Neostability in countable homogeneous metric spaces

Given a countable, totally ordered commutative monoid $\mathcal{R}=(R,\oplus,\leq,0)$, with least element $0$, there is a countable, universal and ultrahomogeneous metric space $\mathcal{U}_\mathcal{R}$ with distances in $\mathcal{R}$. We refer to this space as the $\mathcal{R}$-Urysohn space, and consider the theory of $\mathcal{U}_\mathcal{R}$ in a binary relational language of distance inequalities. This setting encompasses many classical structures of varying model theoretic complexity, including the rational Urysohn space, the free $n^{\text{th}}$ roots of the complete graph (e.g. the random graph when $n=2$), and theories of refining equivalence relations (viewed as ultrametric spaces). We characterize model theoretic properties of $\text{Th}(\mathcal{U}_\mathcal{R})$ by algebraic properties of $\mathcal{R}$, many of which are first-order in the language of ordered monoids.

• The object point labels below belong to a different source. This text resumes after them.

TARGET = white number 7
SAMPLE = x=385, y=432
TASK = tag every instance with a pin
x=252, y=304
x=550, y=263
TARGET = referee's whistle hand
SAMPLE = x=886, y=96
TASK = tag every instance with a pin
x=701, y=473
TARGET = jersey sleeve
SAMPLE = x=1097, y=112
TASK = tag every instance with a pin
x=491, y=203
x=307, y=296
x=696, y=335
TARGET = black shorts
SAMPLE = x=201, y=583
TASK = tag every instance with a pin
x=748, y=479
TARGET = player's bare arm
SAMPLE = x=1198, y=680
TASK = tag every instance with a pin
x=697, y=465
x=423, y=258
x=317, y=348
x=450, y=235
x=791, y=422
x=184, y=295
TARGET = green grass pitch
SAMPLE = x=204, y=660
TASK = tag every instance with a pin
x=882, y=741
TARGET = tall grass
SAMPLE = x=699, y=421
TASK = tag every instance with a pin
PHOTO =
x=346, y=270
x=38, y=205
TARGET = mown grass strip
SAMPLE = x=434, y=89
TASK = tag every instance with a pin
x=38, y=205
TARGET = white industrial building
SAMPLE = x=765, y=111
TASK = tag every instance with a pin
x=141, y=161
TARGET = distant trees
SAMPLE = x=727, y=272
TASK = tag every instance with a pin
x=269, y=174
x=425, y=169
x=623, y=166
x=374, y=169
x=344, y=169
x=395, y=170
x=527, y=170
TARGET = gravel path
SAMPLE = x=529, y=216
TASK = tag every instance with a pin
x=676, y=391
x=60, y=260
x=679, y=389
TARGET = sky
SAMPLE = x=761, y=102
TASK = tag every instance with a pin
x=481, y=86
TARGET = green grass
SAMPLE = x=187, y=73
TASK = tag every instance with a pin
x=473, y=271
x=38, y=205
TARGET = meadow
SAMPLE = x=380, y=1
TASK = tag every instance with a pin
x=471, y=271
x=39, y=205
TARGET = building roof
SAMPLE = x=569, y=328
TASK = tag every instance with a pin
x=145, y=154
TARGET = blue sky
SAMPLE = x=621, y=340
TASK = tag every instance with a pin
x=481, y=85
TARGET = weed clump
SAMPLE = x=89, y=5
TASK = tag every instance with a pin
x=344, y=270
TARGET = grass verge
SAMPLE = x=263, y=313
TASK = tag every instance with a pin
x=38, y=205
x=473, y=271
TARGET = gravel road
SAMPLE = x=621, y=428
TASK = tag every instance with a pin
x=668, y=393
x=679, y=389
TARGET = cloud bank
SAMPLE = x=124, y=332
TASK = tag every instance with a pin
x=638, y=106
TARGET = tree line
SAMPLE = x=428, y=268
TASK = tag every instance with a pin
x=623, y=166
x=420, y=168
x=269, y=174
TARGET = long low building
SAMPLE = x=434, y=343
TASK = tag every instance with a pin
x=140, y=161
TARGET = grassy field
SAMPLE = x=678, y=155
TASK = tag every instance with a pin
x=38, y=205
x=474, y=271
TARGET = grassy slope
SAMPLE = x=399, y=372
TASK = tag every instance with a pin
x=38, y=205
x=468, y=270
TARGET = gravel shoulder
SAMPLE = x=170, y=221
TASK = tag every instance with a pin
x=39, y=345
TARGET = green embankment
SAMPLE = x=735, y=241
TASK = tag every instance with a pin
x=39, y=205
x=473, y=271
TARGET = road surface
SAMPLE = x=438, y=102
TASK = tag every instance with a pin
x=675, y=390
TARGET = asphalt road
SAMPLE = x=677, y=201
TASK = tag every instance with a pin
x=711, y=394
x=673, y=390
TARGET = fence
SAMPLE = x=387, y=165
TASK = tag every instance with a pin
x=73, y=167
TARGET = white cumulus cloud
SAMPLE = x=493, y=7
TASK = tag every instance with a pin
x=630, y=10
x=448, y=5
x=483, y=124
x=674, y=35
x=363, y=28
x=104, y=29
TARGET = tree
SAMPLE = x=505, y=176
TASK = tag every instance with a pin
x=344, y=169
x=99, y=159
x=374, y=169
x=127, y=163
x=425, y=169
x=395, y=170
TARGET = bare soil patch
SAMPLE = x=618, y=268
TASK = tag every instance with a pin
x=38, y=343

This includes stability, simplicity, and Shelah's SOP$_n$-hierarchy. Using the submonoid of idempotents in $\mathcal{R}$, we also characterize superstability, supersimplicity, and weak elimination of imaginaries. Finally, we give necessary conditions for elimination of hyperimaginaries, which further develops previous work of Casanovas and Wagner.